To facilitate the replication of web scraping, we provide test.py to run in the command line. You may specify the number of observations and the name of the store and it would generate sample csv files. Please see Test_Intructions.md in the BackEnd\Crawler folder for more details.

  • Data Cleaner

Raw data gathered by crawler are stored in the relative storename_prod.csv and storename_store.csv files.

Using pandas, DataCleaning.py reads the csv files and processes the data by droping missing values and unifying the column names. Then, it merges the cleaned data from three sources into two dataframes representing all the products and store information, and saves them as product.csv and store.csv. Those files will be later used to construct tables in the database.

  • Database Constructor

database.sql includes SQL codes to construct the product and store tables, to import data from csv files into the according tables, and to set the NULL values in the table.

By entering the command .read database.sql in the shell for SQLite in terminal, the user can construct the database for the project foodsearch.sqlite3.

2.2 Front End

The front end is mainly composed of two parts, the grocery search tool search_items.py and the Django web interface, which we referenced the codes from the second assignment.

search_items.py takes in args_to_ui, a dictionary generated by the information entered by users on the interface, and then it produces query statements to retrive results from the foodsearch.sqlite3 database. To display information neatly, we only selected the product name, the store name, the store address, and additional information related to the dietary restrition that are selected or entered by the user. For example, if the user chooses less than 10g sugars contained in one serving, the interface will display product and store information as well as the amount of sugars contained per serving.

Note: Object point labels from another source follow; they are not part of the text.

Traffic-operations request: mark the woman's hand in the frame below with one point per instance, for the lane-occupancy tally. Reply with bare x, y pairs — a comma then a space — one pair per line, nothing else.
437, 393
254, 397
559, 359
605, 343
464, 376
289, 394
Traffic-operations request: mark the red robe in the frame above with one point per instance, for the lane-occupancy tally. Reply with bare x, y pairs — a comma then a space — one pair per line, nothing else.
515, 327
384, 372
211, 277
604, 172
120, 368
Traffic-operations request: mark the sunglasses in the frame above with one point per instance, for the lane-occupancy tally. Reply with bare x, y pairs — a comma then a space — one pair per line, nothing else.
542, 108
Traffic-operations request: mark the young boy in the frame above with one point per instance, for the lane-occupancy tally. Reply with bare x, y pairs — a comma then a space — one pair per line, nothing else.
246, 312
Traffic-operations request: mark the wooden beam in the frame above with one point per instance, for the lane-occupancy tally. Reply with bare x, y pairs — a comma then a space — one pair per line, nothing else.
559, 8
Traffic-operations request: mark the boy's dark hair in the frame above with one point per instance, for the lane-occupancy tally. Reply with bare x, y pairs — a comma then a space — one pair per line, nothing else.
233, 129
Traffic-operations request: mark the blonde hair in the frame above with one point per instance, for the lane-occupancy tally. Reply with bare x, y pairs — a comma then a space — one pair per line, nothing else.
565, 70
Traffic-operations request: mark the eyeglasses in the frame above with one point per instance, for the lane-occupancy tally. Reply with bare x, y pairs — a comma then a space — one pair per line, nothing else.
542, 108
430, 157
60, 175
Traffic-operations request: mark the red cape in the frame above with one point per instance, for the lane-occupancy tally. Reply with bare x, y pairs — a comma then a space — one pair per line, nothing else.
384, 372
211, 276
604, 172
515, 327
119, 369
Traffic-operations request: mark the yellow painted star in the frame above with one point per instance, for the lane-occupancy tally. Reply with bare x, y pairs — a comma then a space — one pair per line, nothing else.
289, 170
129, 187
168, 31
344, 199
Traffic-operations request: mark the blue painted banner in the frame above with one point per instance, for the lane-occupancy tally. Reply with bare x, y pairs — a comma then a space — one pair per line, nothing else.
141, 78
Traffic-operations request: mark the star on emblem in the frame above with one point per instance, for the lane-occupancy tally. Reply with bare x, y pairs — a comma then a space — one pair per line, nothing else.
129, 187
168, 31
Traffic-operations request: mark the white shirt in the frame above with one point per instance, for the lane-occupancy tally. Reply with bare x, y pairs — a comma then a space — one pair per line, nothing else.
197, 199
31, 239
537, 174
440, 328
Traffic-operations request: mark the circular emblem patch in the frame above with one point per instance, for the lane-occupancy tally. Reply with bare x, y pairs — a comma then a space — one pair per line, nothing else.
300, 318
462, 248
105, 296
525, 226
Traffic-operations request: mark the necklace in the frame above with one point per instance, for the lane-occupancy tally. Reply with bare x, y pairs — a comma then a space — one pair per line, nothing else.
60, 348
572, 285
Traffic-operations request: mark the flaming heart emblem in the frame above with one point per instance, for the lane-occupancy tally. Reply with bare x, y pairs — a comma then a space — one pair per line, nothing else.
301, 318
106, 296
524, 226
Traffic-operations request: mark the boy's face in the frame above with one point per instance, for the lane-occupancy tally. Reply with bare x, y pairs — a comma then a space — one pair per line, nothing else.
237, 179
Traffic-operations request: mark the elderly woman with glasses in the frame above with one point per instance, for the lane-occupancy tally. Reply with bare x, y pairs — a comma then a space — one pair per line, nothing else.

To run the Django web interface for the grocery search tool, you can enter python3 manage.py runserver in the command line inside the FrontEnd folder. Once the interface is started, you can access the search engine by pointing a browser to http://127.0.0.1:8000/.

3. Accomplishment

Our project aims to develop a grocery search engine catering to individuals' dietary restrictions. We have achieved the primary goal of this project. We successfully built a database containing product and store information and a user-interactive interface that implement keywords queries based on food ingredients, nutrition contents, dietary labels, and store information.

However, here are some aspects we can further improve:

  • Provide more detailed dietary labels

Due to the broad definition of dietary labels and different documentations on each website, we only took "organic", "vegan", "dairy-free", and “kosher" into considerations. However, we may identify more dietary labels through content analysis on the ingredients.

  • Offer more precise store locations

For now, our project can provide nearby stores by querying users’ zipcode and find stores that share first four-digit zipcode. We hope to convert store addresses to longitude and latitude and utilize Google Map API to calculate precise distances between the target store and the user.

  • Design a more attractive and user-friendly interface

Due to limited practice on web development, we implemented the UI primarily based on previous assignment. With more in-depth learning, we hope to display thorough details of each product neatly.